Chapter 2: Why It's Better Than It Seems

Why It’s Scary

“It’s hard to be shown up by a nineteen year old.”

In Teaching What You Don’t Know, Terese Huston interviews 28 faculty and administrators about their experiences teaching outside their expertise. There are clear reasons on why you would not want to do this. Generally, the author found that teaching what you don’t know can be very stressful. An instructor doesn’t want to be outsmarted by students or asked questions she or he can answer. Also, when teaching outside of your expertise, you typically spend more time preparing for the courses.

Why Teach Outside Your Expertise

Considering the downsides – lack of sleep, extra preparation, anxiousness, etc., – why would you do this to yourself? Why would you teach what you do not know? Huston found that there are a number of reasons why her interview cohort found it beneficial to teach outside of their expertise:

  1. An opportunity to learn something new and most academics love to explore and learn something new. A corollary benefit of this is that teaching is a real solid way to focus the mind to be able to learn something.
  2. An opportunity to connect with faculty outside of your department. If you are teaching subject where someone else on campus in another department has content expertise, asking for that person’s help with the class is a great way to make new acquaintances.
  3. Broadens your CV and you become more attractive to potential employers because you become more versatile.
  4. Can lead you to developing a new area of research.

The authors typifies the interviewees into three categories with respect to teaching as content novices: ones who are comfortable with it, ones who are ok but not thrilled, and those who just don’t like it.

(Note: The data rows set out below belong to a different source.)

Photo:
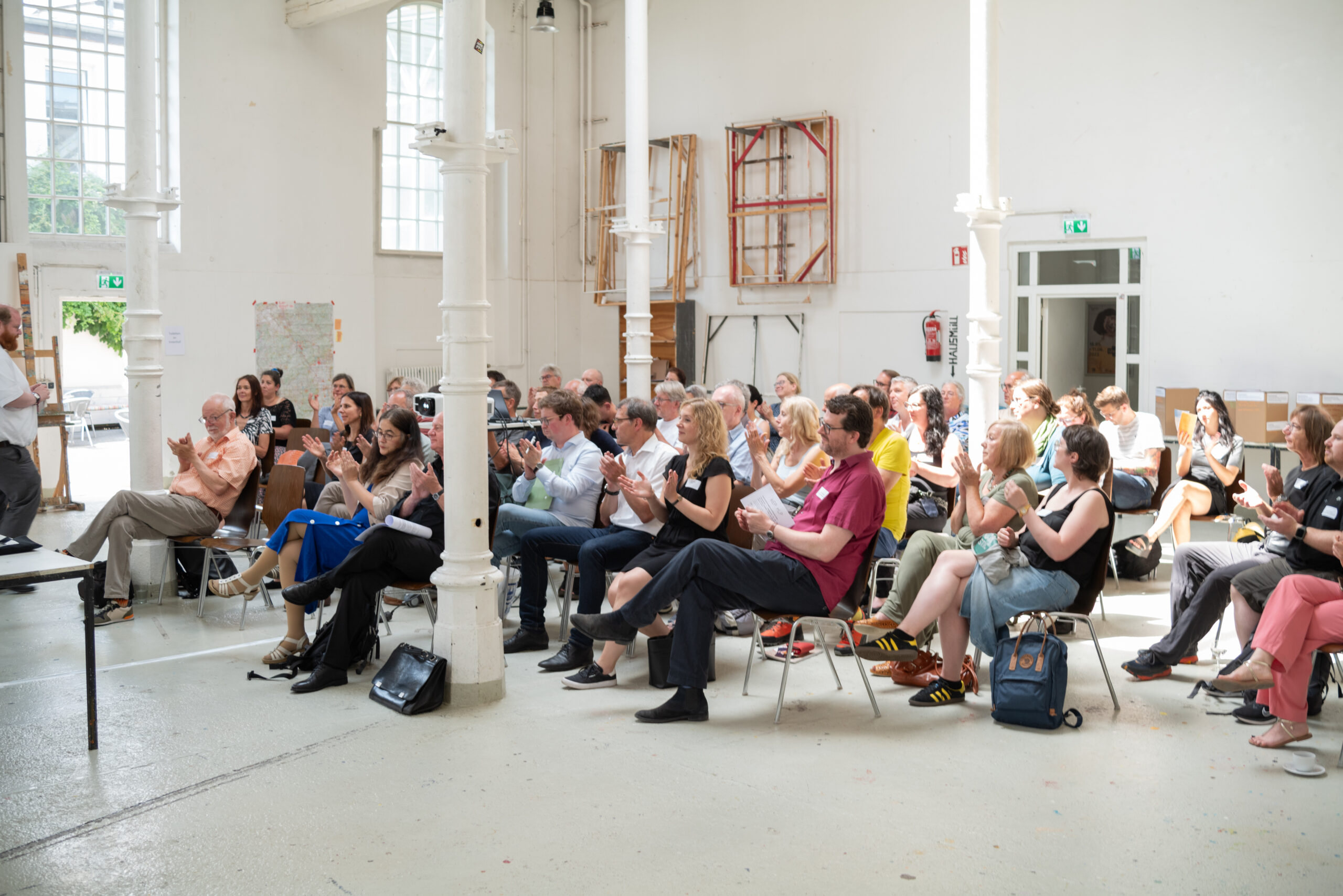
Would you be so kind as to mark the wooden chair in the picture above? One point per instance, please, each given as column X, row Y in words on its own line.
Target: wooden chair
column 840, row 616
column 1080, row 612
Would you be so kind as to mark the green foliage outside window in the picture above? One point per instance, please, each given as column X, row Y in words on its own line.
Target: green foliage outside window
column 101, row 319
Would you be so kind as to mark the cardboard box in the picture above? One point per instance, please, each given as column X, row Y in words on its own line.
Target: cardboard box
column 1277, row 414
column 1170, row 401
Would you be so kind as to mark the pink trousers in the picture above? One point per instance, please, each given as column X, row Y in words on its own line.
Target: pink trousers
column 1303, row 614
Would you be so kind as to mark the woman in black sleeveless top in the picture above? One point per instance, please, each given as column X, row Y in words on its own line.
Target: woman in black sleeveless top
column 1063, row 542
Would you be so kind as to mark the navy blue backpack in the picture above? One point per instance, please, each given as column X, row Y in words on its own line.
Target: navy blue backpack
column 1029, row 677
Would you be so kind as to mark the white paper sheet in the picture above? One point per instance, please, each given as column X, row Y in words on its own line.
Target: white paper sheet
column 768, row 502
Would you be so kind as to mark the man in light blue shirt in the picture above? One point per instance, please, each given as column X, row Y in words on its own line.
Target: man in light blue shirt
column 734, row 403
column 571, row 492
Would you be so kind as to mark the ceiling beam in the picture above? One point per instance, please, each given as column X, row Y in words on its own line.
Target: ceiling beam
column 305, row 14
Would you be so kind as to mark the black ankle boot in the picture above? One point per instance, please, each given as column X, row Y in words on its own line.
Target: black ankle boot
column 312, row 590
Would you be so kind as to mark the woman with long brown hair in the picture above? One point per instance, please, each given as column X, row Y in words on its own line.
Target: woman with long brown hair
column 310, row 543
column 692, row 503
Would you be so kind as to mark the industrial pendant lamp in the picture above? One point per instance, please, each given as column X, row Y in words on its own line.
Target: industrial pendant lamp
column 545, row 18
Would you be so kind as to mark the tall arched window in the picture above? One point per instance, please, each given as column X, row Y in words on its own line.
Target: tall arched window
column 413, row 198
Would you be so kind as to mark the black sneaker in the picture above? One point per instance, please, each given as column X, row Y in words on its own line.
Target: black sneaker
column 1253, row 714
column 589, row 677
column 939, row 694
column 1146, row 667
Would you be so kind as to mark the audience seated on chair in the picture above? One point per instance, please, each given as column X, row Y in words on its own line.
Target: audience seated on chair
column 387, row 555
column 785, row 386
column 252, row 418
column 1209, row 461
column 1135, row 445
column 691, row 500
column 560, row 484
column 1310, row 551
column 982, row 509
column 806, row 570
column 310, row 543
column 801, row 446
column 954, row 409
column 1075, row 410
column 630, row 527
column 1202, row 571
column 1033, row 405
column 1303, row 614
column 325, row 417
column 211, row 475
column 1061, row 545
column 284, row 417
column 932, row 449
column 732, row 399
column 667, row 401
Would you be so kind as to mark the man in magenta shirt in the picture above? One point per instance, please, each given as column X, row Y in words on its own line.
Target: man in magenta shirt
column 802, row 571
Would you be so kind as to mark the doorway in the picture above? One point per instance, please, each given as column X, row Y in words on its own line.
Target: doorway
column 1076, row 317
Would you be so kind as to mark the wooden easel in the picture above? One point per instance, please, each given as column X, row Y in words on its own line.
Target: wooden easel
column 54, row 414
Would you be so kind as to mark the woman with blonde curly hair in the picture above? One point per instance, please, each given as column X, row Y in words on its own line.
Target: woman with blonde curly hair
column 691, row 502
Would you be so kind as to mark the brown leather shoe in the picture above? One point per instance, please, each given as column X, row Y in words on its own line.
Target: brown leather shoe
column 916, row 672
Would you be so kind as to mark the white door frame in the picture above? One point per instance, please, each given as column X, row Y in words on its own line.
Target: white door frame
column 1015, row 351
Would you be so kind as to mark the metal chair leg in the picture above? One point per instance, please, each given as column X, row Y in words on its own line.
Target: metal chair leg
column 1099, row 655
column 569, row 600
column 821, row 638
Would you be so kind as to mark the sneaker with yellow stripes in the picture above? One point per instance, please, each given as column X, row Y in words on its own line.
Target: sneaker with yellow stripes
column 939, row 694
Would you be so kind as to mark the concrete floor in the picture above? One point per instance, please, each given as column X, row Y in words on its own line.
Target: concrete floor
column 211, row 784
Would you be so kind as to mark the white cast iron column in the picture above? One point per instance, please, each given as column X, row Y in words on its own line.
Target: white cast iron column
column 986, row 212
column 142, row 202
column 469, row 633
column 636, row 228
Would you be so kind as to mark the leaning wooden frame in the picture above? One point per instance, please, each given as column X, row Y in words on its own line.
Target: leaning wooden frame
column 782, row 200
column 673, row 195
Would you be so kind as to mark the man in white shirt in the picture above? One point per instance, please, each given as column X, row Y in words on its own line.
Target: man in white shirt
column 734, row 403
column 20, row 484
column 667, row 401
column 630, row 530
column 1135, row 445
column 564, row 496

She then uses the level of comfort to get to the heart of the chapter. She found that the subjects comfort level was tied to the subject’s view of the role of the teacher. The instructors who felt that the role of the teacher is to lecture about content were more often unhappy about teaching outside their level of expertise. Those more comfy were less likely to hold that the teacher role was about transferring content. They were more likely to think that a teacher is more about creating the conditions for learning than a Pez dispenser of content. What’s interesting is that teachers who focus less on delivering content and more on providing a better learning environment are actually responding to the ways that students successfully learn. Students learn better when an instructor brings out the student’s existing understanding of a subject, challenges what is incorrect, and then builds on the correct pre-existing knowledge with new knowledge. This reflects that “no one is a blank slate”. All learners come to the classroom with existing precepts and ideas about the topic. Our job is to keep the correct ideas, challenge the incorrect ones and add to the framework. Additionally, it has been found that student’s learn most when instructors engage them on a few topics in-depth and provide them with examples as reinforcing touchstones, rather than overloading them with materials. Less is more in this case.

But what does this mean for the content novice teacher? The good news is that the findings that a positive learning environment is more important that delivering content plays to the strengths of a content novice instructor. Being closer to the learner, the content novice teacher will have a better sense of the right amount of content and assignments. They also tend to provide better and more concrete instructions than content expert instructors. This is simply because they are closer to students in being new to the content. They see the pitfalls and are realistic about issues of overload than an expert often is.